Und Minister Spahn ließ sich in der zweiten Hälfte der Legislaturperiode viel Zeit. Er legte Ideen vor, produzierte Eckwerte, beauftragte Professoren, magerte Entwürfe wieder ab, um am Ende ein kleinteiliges Gesetz vorzulegen, das wesentliche Probleme einfach missachtet.

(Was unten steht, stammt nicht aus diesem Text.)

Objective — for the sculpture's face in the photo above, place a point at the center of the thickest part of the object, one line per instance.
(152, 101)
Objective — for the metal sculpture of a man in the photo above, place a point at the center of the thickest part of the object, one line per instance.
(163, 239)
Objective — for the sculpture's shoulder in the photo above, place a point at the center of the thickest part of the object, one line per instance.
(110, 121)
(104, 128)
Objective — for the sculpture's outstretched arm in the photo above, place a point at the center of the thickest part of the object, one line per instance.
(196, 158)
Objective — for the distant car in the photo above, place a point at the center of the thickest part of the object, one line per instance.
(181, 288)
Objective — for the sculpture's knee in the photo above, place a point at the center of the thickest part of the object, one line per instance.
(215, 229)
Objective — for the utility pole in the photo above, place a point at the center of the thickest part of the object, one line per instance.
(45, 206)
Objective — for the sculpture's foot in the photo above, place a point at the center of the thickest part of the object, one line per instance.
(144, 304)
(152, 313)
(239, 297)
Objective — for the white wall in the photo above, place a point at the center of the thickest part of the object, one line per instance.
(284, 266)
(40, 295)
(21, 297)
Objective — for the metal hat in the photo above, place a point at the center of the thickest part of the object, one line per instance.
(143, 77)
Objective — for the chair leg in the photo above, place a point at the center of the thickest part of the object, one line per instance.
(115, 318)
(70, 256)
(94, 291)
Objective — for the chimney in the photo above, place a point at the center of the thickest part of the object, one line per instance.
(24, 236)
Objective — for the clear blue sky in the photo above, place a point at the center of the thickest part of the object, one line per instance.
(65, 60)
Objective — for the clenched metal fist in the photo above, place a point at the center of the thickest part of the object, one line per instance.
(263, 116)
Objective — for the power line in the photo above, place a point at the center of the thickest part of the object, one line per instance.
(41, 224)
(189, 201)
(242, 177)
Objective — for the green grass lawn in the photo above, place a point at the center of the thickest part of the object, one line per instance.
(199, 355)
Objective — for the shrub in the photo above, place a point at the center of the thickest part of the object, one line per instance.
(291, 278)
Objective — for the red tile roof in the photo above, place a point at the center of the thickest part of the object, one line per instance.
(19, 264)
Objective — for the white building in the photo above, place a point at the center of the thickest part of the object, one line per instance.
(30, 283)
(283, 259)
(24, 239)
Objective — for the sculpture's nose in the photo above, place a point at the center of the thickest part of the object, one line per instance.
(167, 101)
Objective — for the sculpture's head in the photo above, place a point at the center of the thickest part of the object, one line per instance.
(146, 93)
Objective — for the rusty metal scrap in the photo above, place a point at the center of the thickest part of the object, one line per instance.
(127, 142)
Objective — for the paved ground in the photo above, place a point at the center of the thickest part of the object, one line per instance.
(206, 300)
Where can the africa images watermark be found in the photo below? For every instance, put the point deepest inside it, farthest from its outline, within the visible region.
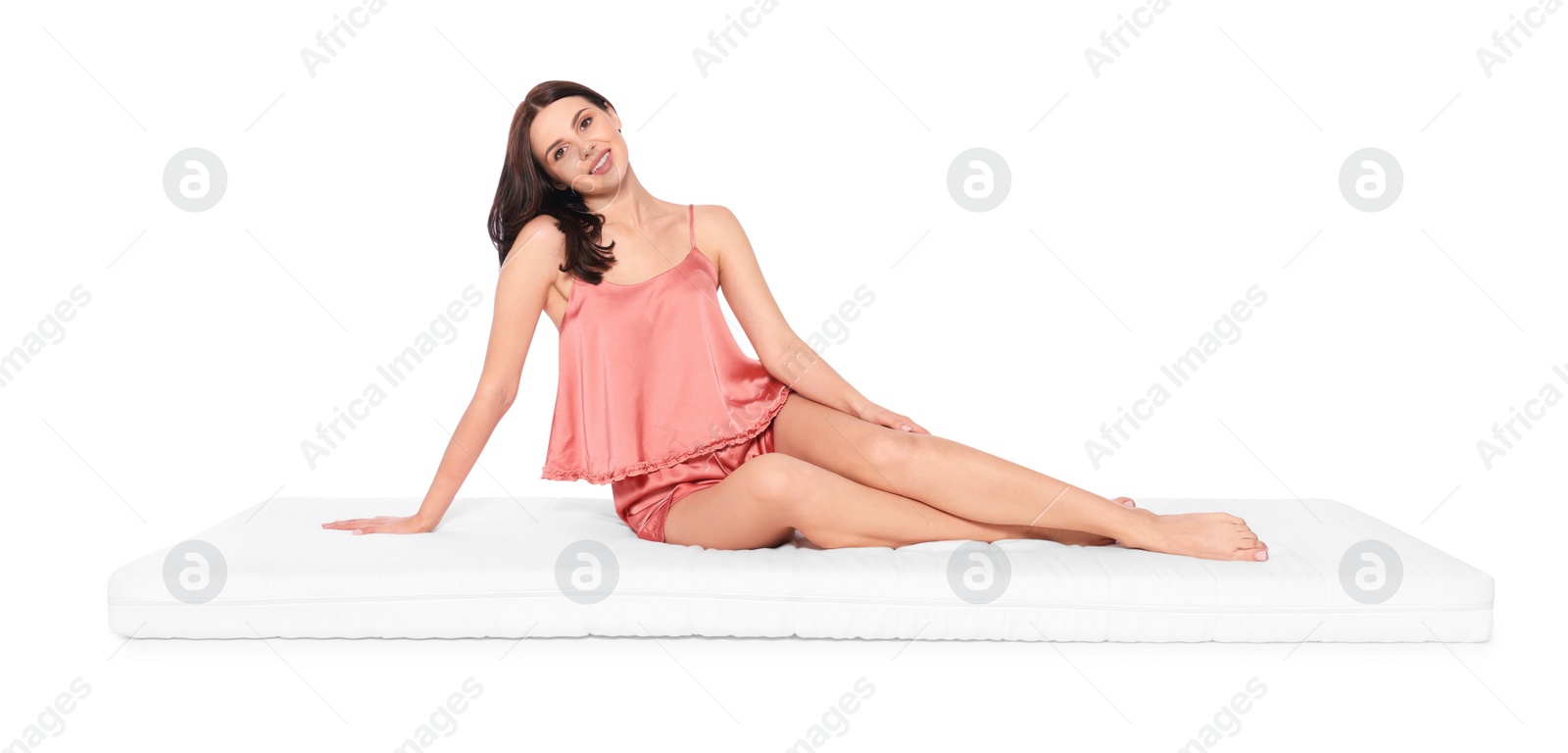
(51, 721)
(331, 43)
(1507, 431)
(723, 43)
(1115, 43)
(49, 331)
(443, 331)
(1180, 373)
(1507, 43)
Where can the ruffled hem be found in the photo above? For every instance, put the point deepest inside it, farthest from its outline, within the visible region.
(645, 467)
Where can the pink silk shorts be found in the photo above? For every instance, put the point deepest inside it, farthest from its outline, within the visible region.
(643, 501)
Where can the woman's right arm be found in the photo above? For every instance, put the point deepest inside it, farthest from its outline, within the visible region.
(521, 290)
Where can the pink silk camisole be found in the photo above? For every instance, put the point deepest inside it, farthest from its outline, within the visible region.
(651, 376)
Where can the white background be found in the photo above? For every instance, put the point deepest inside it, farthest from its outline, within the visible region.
(1201, 162)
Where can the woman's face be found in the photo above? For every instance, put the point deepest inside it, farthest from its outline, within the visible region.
(569, 137)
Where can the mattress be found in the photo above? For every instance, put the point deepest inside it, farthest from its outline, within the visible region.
(553, 567)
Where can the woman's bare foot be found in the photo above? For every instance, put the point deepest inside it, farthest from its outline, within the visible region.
(1203, 535)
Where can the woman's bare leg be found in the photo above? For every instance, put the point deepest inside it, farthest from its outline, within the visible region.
(762, 501)
(985, 488)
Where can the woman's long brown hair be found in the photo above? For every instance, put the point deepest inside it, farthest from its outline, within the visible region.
(524, 190)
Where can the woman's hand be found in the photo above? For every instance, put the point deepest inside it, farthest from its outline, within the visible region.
(383, 525)
(882, 416)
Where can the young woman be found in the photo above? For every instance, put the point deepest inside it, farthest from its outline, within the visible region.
(700, 443)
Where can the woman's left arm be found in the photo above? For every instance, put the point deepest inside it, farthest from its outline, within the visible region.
(784, 355)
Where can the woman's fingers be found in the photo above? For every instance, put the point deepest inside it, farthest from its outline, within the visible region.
(353, 523)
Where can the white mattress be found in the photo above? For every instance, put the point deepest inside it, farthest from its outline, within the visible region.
(517, 569)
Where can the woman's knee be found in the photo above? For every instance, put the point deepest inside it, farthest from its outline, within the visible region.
(778, 482)
(891, 449)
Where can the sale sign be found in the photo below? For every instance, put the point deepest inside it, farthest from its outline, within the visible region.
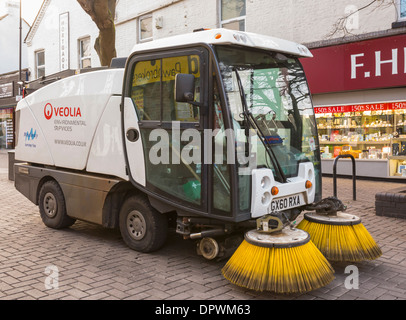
(362, 107)
(368, 64)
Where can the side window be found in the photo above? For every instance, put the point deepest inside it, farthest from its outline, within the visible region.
(153, 88)
(179, 111)
(221, 171)
(146, 89)
(173, 161)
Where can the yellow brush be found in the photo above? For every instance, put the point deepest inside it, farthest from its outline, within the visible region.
(340, 237)
(282, 262)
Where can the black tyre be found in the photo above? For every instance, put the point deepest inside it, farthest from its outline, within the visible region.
(142, 227)
(52, 206)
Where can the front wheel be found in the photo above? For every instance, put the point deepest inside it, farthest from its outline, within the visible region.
(52, 206)
(142, 227)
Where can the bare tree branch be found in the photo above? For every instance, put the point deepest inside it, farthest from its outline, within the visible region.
(102, 13)
(341, 25)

Insbesondere im Bereich der Pflegeversicherung hinterlässt Spahn extrem schwierige Verhältnisse: Sein Gesetz setzt die von der großen Koalition zwischen 2005 und 2009 beschlossene Dynamisierung des Leistungsbeitrags einfach aus. 2021 hätte dynamisieret werden müssen. Spahns Gesetz enthält keine neue Regelung zur Finanzierung von Renten- Anwartschaftszeiten für pflegende Angehörige. Die Pflegenden bezahlen die Alterssicherung während der Pflege selber. Die notwendige, vollständige Finanzierung von Tarifentgelten im Bereich der Altenpflege bleibt aus. Die Tagespflege rutscht langsam in eine offenkundige Unterfinanzierung. Die Entlastung der Pflegebedürftigen in den Heimen von horrenden und steigenden Eigenanteilen ist eine Art Nullnummer: aus der linken Tasche wird die Entlastung bezahlt, die rechte Tasche bezahlt die Entlastung. Es ist offenkundig: Das Gesetz ist dem Zwang unterlegen, ein angekündigtes Vorhaben in der laufenden Legislaturperiode zu einem Ende zu bringen. Es gibt einzelne neue Regelungen, wie die nun auf den letzten Drücker gegen Spahns Absicht durchgesetzte Finanzierung der Begleitung von Behinderten im Krankenhaus. Endlich. Aber Antwort auf die aktuellen, brennenden Probleme gibt das Gesetz nicht.